In Toronto’s past 10 games when Nylander had been in the lineup and Matthews has not, the winger has six goals, 15 points and five multi-point efforts as his team has gone 9-1-0.
A reporter apologized Tuesday for posing another question to goalie Jack Campbell about the silky Swede.
“I’d love to keep bringing up Willy, because that means he’s dominating,” Campbell said, smiling. “He’s just such a dynamic player and such a big part of our team. And when he’s rolling, it’s pretty tough to stop him. So, whatever he’s been doing, hopefully he just keeps ’er going — because it’s fun to watch back there.”
Lifelong hockey student Jason Spezza agreed.
“Will’s a guy who’s played real well in playoffs the whole course of his career,” Spezza said. “We all know when he’s on his game, he’s tough to stop. He’s relentless on pucks, and I think his game is ramping up in the right direction.”
When he’s going …
When he’s rolling …
When he’s on …
Compliments for Nylander almost always come parcelled with a qualifier.
Which is why it was rare and illuminating to hear no-flies-on-me Nylander — wearer of Toronto’s green jacket at minus-11 — cop to some harsh self-evaluation this week.
During Nylander’s winter slump that saw him drop to third-line duties, he picked two games at random form earlier in this season, when he was buzzing, and studied his shift. Then he compared those efforts to two more recent games.
A discrepancy sunk in.
“Just saw the difference in my game. Just saw that I was skating more, a bit more focused on that part of my game.
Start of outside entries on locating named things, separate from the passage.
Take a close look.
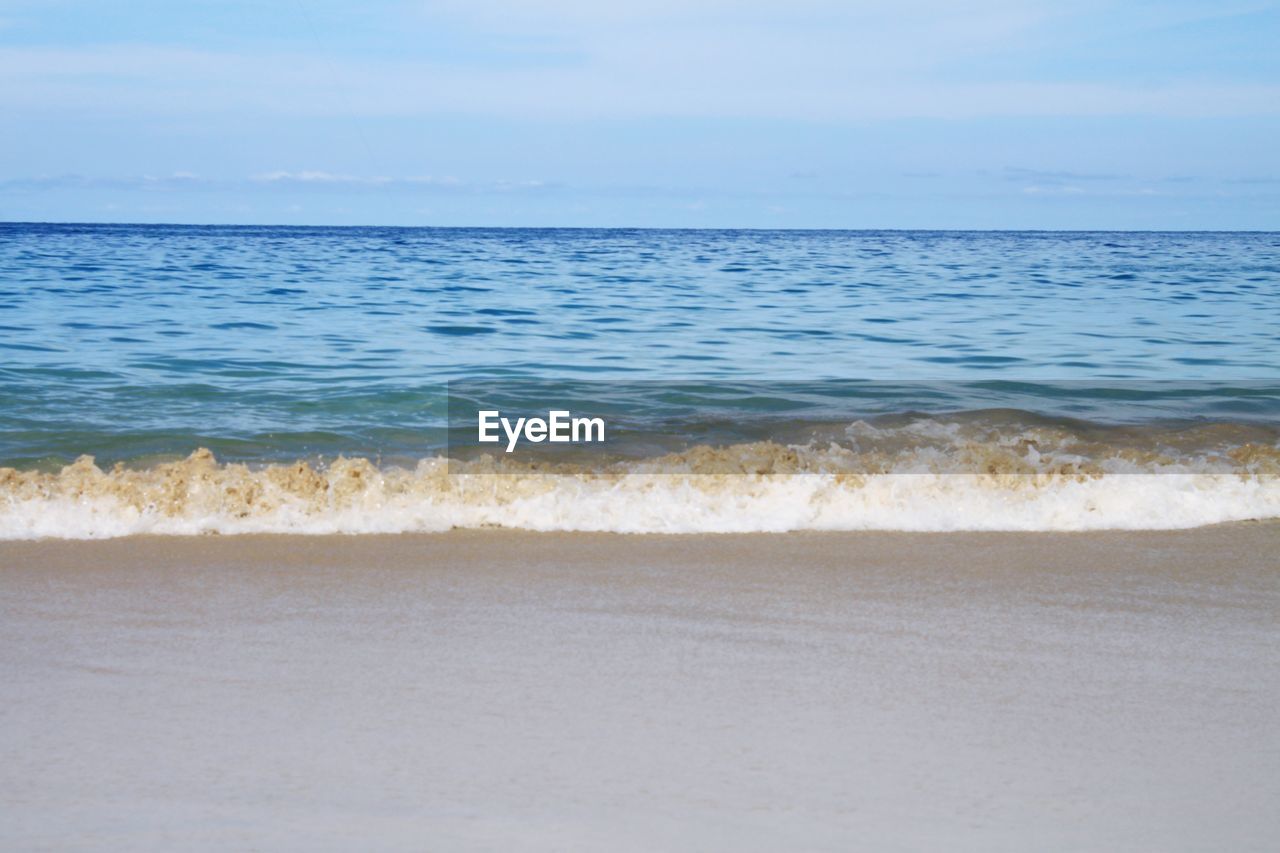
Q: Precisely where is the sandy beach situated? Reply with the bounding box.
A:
[0,524,1280,850]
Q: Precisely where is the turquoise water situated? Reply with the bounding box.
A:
[0,224,1280,466]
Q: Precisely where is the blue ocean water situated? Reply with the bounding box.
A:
[0,224,1280,467]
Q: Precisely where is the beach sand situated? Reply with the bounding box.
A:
[0,524,1280,850]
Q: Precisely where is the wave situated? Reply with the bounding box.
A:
[0,423,1280,539]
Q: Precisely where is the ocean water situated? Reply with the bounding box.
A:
[0,224,1280,537]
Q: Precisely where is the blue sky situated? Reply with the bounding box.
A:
[0,0,1280,229]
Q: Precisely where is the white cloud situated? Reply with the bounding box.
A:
[0,0,1280,122]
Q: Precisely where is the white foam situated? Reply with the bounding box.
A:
[0,457,1280,539]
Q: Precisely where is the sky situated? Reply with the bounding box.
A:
[0,0,1280,231]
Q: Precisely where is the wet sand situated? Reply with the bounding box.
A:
[0,524,1280,850]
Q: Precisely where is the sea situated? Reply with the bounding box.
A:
[0,223,1280,538]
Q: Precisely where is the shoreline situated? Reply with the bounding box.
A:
[0,523,1280,850]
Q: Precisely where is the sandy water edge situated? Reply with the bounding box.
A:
[0,523,1280,850]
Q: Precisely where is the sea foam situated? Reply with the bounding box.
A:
[0,432,1280,539]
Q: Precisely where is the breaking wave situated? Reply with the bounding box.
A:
[0,423,1280,539]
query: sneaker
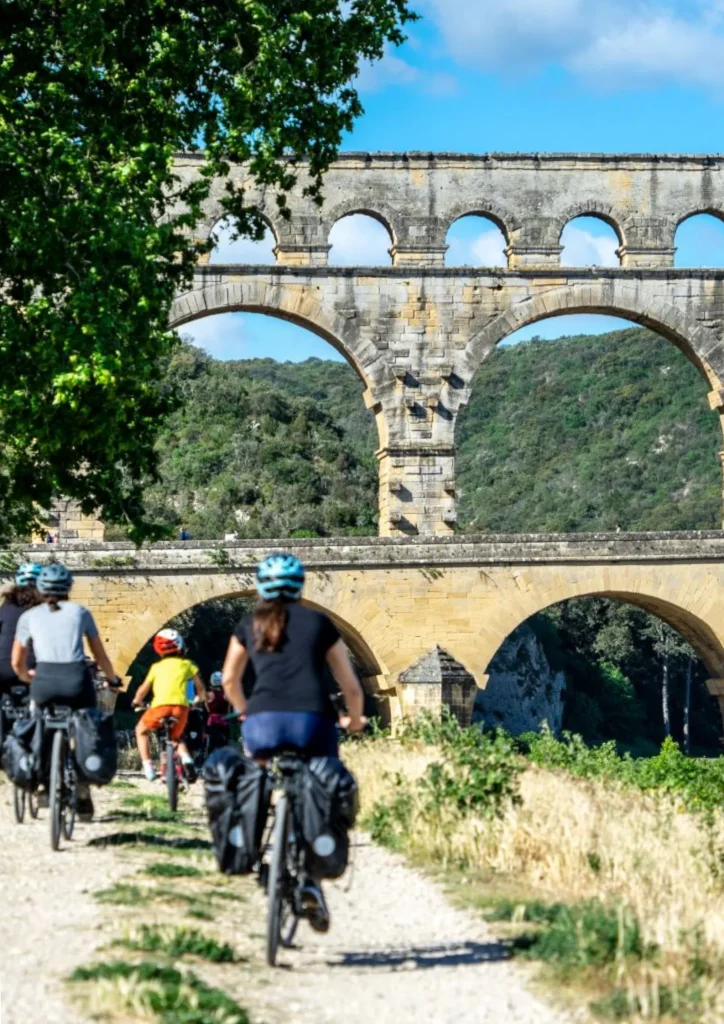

Just in all situations, I was a bit off,” Nylander admitted, sounding humble, relatable.
“I was kinda pissed and get back to the way I can play.”
The results speak volumes, and the enigma is rounding into form at the perfect time of year.
Nylander keeps bumping his career highs as he explodes for 17 points in his past 11 games.
“Video doesn’t lie,” said Campbell, who routinely analyzes the good, bad and ugly. “It’s a pretty mental game. You have to be a pro and study your game.”
When this independent-study anecdote is relayed to Keefe, the coach strikes the tone of a teacher who has been marking B+ papers from an A+ student for three semesters.
“In Will’s case, it just shows he’s focused on his game and knows he has more to offer. It’s no secret. We’ve talked to him about this, and he knows this. But sometimes going back and watching a game, you can really see it — and it can spark something for you,” Keefe said.
“Coaches or teammates or whatever can talk to you and all that. But maybe sometimes you need to reflect a little bit and get after it yourself. So whichever way it’s coming together, certainly he’s back in a groove here. No better time to do it than this time of year, as we’re right around the corner from doing this for real.”